Apple Boasts "Best-In-25 Years" Product Pipeline:
At a time when Apple continues to lose smartphone market share to rival Samsung (OTC:SSNLF), the company's management knows it needs to be innovative now more than ever before. As Eddy Cue, Apple's senior vice president of Internet Software and Services, stated, "This is the best product pipeline I've seen in 25 years." When a prominent individual within a company makes a bold statement like that, it better come to fruition. Apple is rumored to be developing a larger display for the iPhone, which would include 4.7- and 5.5-inch display versions. By integrating larger displays into the iPhone, Apple will be better positioned to compete in the thriving phone tablet, or "phablet", market. According to a report by Canalys, smartphones with displays 5 inches or larger (phablets) accounted for 34% of worldwide smartphone sales in the first quarter. Overall worldwide demand for smartphones continues to increase; in the first quarter, there were 281.5 million smartphones shipped, which is up 28.6% from the 218.8 million units shipped in the first quarter of last year. Besides the much-hyped iPhone 6 and a refresh of the iPad, reports predict Apple will be releasing new products such as the iWatch and Apple TV. This new product development will give a further boost to Apple's sales. If Apple is able to deliver on the hype, then demand for its new products will skyrocket, benefiting Apple of course, but also Skyworks.

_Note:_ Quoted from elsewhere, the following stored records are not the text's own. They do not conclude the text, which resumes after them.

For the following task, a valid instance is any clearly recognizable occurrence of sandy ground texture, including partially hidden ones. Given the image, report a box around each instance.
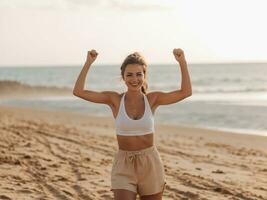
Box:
[0,106,267,200]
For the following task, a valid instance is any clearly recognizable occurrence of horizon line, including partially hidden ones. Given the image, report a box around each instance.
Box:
[0,61,267,68]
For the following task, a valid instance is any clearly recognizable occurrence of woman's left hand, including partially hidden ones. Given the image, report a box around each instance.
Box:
[173,49,185,63]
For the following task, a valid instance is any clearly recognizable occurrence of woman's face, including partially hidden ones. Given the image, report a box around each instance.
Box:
[123,64,145,91]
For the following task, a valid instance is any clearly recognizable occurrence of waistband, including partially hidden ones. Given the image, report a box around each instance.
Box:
[117,145,157,156]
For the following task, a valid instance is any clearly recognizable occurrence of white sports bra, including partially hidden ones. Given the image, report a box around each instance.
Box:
[115,93,155,136]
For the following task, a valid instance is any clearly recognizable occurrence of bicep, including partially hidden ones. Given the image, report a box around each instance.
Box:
[74,90,117,105]
[155,90,190,106]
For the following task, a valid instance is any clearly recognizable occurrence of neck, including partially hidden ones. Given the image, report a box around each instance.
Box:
[125,90,143,100]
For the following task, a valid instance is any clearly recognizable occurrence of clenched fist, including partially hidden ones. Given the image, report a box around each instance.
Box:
[173,49,185,62]
[86,49,98,64]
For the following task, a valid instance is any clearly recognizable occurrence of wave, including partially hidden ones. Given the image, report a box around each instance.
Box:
[0,80,72,98]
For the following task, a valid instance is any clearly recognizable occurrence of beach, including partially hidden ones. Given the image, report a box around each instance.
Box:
[0,105,267,200]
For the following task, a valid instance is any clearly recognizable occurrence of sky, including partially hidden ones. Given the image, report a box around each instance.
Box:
[0,0,267,66]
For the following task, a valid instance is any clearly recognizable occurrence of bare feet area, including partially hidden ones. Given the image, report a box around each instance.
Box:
[0,106,267,200]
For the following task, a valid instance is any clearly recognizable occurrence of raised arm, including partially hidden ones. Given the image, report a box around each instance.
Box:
[152,49,192,106]
[73,50,117,105]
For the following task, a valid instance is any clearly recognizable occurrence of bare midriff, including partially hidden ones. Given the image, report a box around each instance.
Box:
[117,133,154,151]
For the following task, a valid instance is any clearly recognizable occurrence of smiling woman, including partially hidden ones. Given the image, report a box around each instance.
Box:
[73,49,192,200]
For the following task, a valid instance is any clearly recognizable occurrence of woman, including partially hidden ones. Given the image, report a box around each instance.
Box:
[73,49,192,200]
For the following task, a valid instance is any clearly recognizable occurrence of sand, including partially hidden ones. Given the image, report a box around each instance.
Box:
[0,106,267,200]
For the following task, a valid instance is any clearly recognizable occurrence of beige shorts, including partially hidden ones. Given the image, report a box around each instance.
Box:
[111,146,166,196]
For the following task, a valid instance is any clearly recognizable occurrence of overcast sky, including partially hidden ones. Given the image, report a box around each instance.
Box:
[0,0,267,66]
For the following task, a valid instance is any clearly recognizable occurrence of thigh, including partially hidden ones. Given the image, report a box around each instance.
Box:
[140,192,163,200]
[113,189,137,200]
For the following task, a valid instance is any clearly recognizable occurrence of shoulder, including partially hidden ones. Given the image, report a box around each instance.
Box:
[146,91,160,107]
[105,91,123,106]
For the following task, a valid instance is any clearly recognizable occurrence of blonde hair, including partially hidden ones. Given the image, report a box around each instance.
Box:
[121,52,148,94]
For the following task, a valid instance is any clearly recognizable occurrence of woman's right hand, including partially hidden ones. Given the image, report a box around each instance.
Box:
[86,49,98,64]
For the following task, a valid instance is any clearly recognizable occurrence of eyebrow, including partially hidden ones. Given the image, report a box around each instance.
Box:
[127,72,142,74]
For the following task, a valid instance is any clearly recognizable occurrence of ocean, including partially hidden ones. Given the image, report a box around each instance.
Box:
[0,63,267,136]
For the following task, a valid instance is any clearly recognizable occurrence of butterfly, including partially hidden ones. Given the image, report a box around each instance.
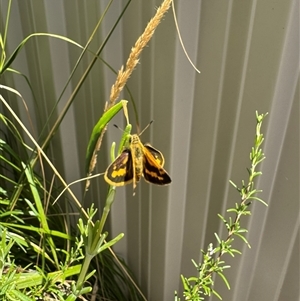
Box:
[104,134,172,190]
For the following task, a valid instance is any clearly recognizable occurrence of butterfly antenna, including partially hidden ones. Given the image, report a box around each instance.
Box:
[139,120,154,136]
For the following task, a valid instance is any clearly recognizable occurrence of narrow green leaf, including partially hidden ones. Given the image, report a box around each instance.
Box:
[85,100,127,174]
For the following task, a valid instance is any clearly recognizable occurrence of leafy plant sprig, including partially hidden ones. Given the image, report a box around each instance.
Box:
[175,112,268,301]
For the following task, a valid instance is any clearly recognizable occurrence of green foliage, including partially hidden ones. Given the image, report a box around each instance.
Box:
[0,0,145,301]
[175,112,267,301]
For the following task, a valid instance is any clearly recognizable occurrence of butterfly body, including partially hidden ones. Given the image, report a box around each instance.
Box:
[104,134,171,189]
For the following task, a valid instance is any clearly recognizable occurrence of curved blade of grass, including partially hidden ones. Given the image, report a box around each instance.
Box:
[85,100,127,174]
[22,162,59,267]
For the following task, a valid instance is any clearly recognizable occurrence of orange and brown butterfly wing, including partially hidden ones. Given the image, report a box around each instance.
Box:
[104,149,133,186]
[143,144,172,185]
[144,143,165,167]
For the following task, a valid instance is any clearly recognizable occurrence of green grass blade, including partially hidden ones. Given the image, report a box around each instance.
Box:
[85,100,127,174]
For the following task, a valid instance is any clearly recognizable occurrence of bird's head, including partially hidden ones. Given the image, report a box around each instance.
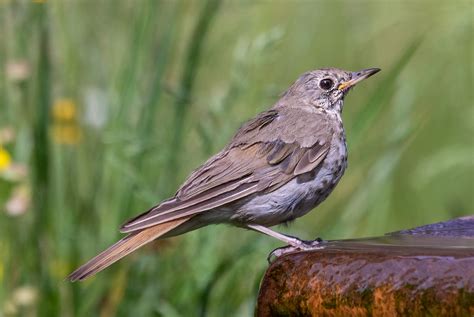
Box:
[283,68,380,112]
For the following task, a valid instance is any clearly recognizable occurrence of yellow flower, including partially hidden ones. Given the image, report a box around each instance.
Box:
[0,146,12,172]
[53,99,77,123]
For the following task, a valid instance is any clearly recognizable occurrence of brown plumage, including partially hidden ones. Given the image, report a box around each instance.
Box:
[69,69,378,281]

China Provides Growth For Both Apple And Skyworks:
Apple continues to grow its smartphone market share in China, and now owns a 7% share in the market. The company is the fifth-largest smartphone provider in China behind Samsung, Lenovo (OTCPK:LNVGF), Coolpad, and Huawei. Apple's deal with China Mobile (NYSE:CHL), China's largest carrier, with more than 760 million subscribers, is estimated to generate between 15 to 30 million additional iPhone sales this year. Also, phablet sales accounted for 39% of all smartphones sold in China, so if Apple does dive into this space with the iPhone 6, then the company will likely gain more market share in the country. Skyworks, of course, is positioned to capitalize on the growth of the Chinese smartphone market, not only because it supplies key components of the iPhone, but also because Skyworks supplies three of the four companies with a larger market share in China than Apple (Samsung, Lenovo, and Huawei).

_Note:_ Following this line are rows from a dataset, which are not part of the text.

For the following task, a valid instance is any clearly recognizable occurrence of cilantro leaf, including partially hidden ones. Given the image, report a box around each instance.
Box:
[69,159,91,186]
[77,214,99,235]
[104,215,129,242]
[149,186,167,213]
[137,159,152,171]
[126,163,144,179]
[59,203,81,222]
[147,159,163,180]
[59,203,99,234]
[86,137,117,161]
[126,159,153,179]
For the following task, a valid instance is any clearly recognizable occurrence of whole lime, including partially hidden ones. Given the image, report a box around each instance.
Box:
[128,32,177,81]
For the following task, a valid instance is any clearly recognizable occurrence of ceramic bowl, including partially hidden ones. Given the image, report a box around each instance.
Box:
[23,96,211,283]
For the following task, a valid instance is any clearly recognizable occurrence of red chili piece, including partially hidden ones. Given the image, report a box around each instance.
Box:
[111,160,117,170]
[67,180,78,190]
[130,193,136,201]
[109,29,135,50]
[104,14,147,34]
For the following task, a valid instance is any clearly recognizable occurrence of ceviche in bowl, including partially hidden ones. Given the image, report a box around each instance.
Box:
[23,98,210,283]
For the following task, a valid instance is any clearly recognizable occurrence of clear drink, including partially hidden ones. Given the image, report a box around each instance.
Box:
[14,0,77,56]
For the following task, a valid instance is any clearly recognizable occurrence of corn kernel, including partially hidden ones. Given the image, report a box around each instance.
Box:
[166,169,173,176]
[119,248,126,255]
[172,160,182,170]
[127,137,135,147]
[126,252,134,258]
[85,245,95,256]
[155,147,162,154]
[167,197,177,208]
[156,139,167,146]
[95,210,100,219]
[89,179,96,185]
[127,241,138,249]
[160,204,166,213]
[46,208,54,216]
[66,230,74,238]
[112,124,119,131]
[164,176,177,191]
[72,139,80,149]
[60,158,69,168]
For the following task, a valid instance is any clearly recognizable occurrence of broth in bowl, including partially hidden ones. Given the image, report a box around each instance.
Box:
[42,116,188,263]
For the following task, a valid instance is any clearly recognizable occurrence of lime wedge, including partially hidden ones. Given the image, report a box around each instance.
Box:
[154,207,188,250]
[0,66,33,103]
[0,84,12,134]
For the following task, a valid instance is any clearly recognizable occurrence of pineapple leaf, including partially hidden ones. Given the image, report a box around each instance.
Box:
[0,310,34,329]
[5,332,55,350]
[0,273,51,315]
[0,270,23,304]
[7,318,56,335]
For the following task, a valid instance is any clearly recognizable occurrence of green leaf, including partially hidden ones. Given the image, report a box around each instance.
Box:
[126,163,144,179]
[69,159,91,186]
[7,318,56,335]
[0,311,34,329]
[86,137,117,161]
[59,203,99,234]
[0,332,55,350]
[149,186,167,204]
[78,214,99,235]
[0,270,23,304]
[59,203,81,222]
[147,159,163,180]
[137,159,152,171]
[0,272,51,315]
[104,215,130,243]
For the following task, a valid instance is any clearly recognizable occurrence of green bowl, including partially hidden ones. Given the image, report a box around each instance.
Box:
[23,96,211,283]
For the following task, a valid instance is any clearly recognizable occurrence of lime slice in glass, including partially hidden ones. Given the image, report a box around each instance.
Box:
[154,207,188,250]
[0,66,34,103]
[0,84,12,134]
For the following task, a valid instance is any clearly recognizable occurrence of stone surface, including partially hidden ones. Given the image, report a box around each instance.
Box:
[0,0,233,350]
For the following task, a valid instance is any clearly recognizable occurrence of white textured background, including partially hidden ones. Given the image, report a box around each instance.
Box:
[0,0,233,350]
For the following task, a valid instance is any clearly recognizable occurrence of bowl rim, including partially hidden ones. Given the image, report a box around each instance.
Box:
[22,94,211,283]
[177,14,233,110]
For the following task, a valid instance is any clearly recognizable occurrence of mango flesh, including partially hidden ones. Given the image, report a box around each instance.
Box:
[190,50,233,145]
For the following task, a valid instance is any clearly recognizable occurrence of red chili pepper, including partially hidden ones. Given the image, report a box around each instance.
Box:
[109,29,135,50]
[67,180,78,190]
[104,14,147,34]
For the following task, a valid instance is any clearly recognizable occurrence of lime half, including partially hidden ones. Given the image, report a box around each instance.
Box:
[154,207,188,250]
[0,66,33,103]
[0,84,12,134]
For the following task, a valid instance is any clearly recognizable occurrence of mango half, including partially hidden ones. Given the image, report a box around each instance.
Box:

Potential Risks To Apple And Skyworks:
Skyworks operates in a highly competitive marketplace, so if the company does not remain differentiated from its competitors, then it will have to compete on price, which will hurt margins. For Apple, the biggest risk at this point would be its product line not living up to its great expectations. If the iPhone 6 disappoints, iPad sales continue to slow, and if no new product lines are released, then the stock will be in for a large correction, one similar to the decline seen from late 2012 to early 2013, when Apple went from an all-time high of $705 to $385.
The Final Word:
The future looks promising for Apple and Skyworks, as both companies are very well-positioned to capitalize on the growth of the smartphone market in China and on the growth of the "Internet of Things". Even with both stocks trading around 52-week highs, I believe Apple and Skyworks are still undervalued.